第15話 圧迫面接(コボルト視点)

 此処は荒野の真っ只中、群れの中での扱いに嫌気が差し、志を共にする同士を連れて着の身着のまま荒野で徘徊する事3日、鼻のきく同胞が水の匂いを嗅ぎ付け、たどり着いた先にその地はあった。

 近づくにつれ、焼ける様な暑さも弱まり空気に水気を感じる、赤茶けた荒野の地に一点緑色の台地が広がりその先に別世界の様な泉が有った。

 あえて言えば『異常』死の荒野と言われる台地にて何かの罠を匂わす『危険』だがしかし極限に晒された弱者たる我らにとっては・・・

 堪える事の出来ぬ『甘い罠』一人、一人と飛び付くが如くまるで-闇夜の焚き火に飛び込む羽虫の様-に我らは泉へ誘われた。

    結果、罠であった。

 皆で水を飲み口内を潤し人心地着いた時にその人間は現れた、巨大で凶悪なゴーレムを連れて、衝撃的過ぎて気が動転しパニックを起こしながら対応していたのであまり覚えていないが後で仲間と会合し情報整理すると、つまりはこういった事らしい。
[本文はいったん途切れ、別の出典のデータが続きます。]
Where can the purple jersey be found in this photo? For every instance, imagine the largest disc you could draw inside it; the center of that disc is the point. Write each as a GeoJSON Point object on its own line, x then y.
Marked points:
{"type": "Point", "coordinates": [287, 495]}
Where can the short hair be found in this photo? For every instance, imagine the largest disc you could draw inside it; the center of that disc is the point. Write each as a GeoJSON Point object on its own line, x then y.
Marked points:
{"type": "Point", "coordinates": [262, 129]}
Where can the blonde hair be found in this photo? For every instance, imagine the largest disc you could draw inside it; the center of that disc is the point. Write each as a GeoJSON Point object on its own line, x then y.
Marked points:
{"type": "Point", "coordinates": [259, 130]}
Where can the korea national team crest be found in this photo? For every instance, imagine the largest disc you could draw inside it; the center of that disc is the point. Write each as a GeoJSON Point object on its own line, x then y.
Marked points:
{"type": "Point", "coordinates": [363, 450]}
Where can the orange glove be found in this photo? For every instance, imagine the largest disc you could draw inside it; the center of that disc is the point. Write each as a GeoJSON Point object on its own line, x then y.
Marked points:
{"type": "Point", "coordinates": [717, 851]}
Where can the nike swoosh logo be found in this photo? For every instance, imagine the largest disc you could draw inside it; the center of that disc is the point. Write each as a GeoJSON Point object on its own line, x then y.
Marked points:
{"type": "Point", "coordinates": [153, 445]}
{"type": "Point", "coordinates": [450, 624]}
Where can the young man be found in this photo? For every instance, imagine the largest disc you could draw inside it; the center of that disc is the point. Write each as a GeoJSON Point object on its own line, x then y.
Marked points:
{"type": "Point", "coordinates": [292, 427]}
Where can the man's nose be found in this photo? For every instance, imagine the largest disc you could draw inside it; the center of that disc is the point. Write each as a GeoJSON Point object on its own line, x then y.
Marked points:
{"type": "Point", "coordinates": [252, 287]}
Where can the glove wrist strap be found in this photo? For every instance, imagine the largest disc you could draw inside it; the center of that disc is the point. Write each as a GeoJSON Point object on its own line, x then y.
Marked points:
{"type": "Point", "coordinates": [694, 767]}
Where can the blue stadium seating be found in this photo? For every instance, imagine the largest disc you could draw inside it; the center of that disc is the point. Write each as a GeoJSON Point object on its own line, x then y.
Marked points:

 『この地にダンジョンが出来てその周囲がこうなったと思われる』

 『自分はダンジョンの研究を行う為に此処に居住している』

 『この地に住むなら住居の手伝いはしよう、食材は泉で釣りをするか、ダンジョンの浅い場で小麦や野菜も採集出来るらしい、危険はほどほどに有るが、さほど奥まで行かなければ安全だと思う』

 『必要な物が有れば物々交換に応じよう交換物に依るがふっかけるつもりは無いので良心的に対応しよう』

 『敵対しなければこちらは敵対しない、敵対したら全力で殲滅する』

 その後、彼の人間は4棟の石で出来た小屋を作って元の洞窟に戻って行った、敵対する気はしないけれども、ここが我らが安住できる土地として改めて安堵した。